ISO QMS Certified
"Our Science ... Your Success"

Induction Curing Epoxy Adhesives

What is induction curing?

So how does it work? Simply put, line power is converted to alternating current and delivered to a work coil which creates an electromagnetic field within the coil. The piece with the epoxy on it can be metal or a semiconductor such as carbon or graphite. To cure epoxy on non-conductive substrates such as glass, an electrically conductive susceptor can be used to transfer the heat to the non-conductive material.

What are the benefits of induction curing?

Single component epoxy adhesives that are heat cured can use heat from various sources. The most typical is an oven but heat air guns, bake plates and induction curing are also used. Induction curing can greatly reduce the amount of time required to cure the epoxy and minimize the effects of heat on surrounding components as induction heating delivers heat precisely to the adhesive area.
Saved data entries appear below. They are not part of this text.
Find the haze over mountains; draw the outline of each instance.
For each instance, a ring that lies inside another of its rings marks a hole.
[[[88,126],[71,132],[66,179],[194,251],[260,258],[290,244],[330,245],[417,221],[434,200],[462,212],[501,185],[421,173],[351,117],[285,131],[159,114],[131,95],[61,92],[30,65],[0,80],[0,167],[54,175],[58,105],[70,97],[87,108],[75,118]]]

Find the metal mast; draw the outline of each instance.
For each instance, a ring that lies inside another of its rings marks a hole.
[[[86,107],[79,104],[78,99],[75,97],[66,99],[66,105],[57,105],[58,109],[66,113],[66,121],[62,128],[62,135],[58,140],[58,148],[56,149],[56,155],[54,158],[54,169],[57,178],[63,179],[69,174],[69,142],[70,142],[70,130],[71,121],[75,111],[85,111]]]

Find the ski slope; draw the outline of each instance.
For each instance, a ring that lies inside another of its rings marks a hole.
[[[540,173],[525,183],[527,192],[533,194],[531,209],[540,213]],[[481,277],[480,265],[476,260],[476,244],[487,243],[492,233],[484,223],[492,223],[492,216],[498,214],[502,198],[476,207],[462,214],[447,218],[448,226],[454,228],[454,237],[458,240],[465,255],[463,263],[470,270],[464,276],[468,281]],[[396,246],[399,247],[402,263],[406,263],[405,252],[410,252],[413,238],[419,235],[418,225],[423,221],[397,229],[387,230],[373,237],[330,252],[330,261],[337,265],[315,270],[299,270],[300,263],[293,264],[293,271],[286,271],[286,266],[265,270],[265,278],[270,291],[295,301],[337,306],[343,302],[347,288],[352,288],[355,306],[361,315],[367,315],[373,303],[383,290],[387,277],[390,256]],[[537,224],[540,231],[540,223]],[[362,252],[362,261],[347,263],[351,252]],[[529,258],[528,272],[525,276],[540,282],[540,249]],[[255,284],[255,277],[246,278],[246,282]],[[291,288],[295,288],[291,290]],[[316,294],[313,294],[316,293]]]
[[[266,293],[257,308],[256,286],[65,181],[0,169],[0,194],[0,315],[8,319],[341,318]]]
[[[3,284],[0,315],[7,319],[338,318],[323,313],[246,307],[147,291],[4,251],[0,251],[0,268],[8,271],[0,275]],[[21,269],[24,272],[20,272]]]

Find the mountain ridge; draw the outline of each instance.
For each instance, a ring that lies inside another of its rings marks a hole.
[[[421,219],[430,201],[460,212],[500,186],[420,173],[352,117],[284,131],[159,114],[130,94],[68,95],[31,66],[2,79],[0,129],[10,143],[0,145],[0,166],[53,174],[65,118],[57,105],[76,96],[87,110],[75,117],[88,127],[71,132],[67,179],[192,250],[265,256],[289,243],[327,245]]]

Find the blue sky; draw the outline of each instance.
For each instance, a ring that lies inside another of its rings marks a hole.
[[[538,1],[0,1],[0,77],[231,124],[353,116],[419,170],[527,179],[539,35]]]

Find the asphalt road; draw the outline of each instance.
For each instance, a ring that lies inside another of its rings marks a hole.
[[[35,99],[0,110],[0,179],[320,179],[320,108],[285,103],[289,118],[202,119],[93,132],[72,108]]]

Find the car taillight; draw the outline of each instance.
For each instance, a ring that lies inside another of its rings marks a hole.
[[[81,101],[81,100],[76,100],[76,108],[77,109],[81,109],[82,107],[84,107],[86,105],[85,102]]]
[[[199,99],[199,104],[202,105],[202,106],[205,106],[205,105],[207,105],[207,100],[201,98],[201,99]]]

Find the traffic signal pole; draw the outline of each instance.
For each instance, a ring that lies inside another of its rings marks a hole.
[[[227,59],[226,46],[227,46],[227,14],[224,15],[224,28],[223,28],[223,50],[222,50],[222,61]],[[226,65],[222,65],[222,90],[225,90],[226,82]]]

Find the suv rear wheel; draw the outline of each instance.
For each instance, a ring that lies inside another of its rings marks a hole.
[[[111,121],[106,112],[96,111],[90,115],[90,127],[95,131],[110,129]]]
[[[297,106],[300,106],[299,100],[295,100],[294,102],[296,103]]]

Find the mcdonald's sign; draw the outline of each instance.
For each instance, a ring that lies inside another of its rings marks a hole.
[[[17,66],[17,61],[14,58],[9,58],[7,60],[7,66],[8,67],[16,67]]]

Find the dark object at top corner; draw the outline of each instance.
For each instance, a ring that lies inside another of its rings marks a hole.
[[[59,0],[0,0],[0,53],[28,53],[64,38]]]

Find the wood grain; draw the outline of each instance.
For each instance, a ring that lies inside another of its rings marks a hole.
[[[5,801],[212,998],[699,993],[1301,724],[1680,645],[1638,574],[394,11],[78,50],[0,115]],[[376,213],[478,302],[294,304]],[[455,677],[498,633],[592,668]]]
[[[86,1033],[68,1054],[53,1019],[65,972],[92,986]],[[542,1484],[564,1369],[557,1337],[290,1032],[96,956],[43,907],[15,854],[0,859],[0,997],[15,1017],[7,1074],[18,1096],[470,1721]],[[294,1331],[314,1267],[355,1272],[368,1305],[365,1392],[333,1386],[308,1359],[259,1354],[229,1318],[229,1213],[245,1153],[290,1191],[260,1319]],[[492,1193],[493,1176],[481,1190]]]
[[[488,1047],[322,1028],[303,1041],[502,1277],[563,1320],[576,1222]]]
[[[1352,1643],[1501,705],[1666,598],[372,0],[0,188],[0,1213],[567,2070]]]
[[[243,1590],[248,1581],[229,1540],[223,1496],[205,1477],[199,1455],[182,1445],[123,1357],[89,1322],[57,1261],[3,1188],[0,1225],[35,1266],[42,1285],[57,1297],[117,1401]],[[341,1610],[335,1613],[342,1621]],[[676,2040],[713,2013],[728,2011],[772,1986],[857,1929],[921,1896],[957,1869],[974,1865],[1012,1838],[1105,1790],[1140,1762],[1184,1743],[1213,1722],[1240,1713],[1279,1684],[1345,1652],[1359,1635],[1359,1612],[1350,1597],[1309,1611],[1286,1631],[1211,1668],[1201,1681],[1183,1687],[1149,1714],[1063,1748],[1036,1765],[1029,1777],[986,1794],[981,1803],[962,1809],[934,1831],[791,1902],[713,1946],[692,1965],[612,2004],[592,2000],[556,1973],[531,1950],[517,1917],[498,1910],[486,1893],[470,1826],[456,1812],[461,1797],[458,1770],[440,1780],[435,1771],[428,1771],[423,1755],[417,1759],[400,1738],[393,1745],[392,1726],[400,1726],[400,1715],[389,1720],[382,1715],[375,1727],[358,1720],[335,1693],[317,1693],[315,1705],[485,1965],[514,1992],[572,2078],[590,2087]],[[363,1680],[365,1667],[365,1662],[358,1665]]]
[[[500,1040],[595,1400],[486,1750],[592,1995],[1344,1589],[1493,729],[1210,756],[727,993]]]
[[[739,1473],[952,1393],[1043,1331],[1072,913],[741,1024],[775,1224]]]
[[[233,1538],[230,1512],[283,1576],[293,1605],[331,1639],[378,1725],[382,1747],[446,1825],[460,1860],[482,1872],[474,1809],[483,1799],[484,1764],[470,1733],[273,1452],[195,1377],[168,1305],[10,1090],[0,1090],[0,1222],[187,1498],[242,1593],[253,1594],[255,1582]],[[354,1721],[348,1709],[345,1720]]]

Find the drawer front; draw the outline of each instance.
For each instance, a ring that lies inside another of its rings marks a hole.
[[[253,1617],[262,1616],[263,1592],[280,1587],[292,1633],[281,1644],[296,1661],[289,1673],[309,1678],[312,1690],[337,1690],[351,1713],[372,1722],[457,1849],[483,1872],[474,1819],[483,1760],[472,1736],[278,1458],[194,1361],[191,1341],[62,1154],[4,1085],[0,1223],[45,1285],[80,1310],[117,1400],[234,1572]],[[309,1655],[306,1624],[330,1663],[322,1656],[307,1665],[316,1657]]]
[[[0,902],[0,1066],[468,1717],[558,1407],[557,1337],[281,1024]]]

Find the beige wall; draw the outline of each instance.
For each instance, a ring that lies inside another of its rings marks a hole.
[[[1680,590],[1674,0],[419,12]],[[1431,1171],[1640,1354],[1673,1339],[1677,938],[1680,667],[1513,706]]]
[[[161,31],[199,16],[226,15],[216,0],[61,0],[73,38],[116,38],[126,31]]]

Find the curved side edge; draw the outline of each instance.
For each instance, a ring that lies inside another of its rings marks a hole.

Is induction curing a good option for my application?

Providing your induction heating equipment specialist and your epoxy adhesive manufacturer information on the following topics will help them to make the best recommendation.
1. Materials or substrates being bonded – Understanding what the substrates are will help determine the heating rate and power needed to cure the adhesive. For example iron heats with less power than is needed to heat aluminium.
2. Size of the components being bonded – Smaller parts require a higher frequency for efficient heating. Larger areas benefit from a lower frequency.
3. Epoxy requirements – There is a min/max threshold for curing epoxy. The minimum temperature required to effect cure and the maximum temperature allowed prior to the breakdown of the epoxy.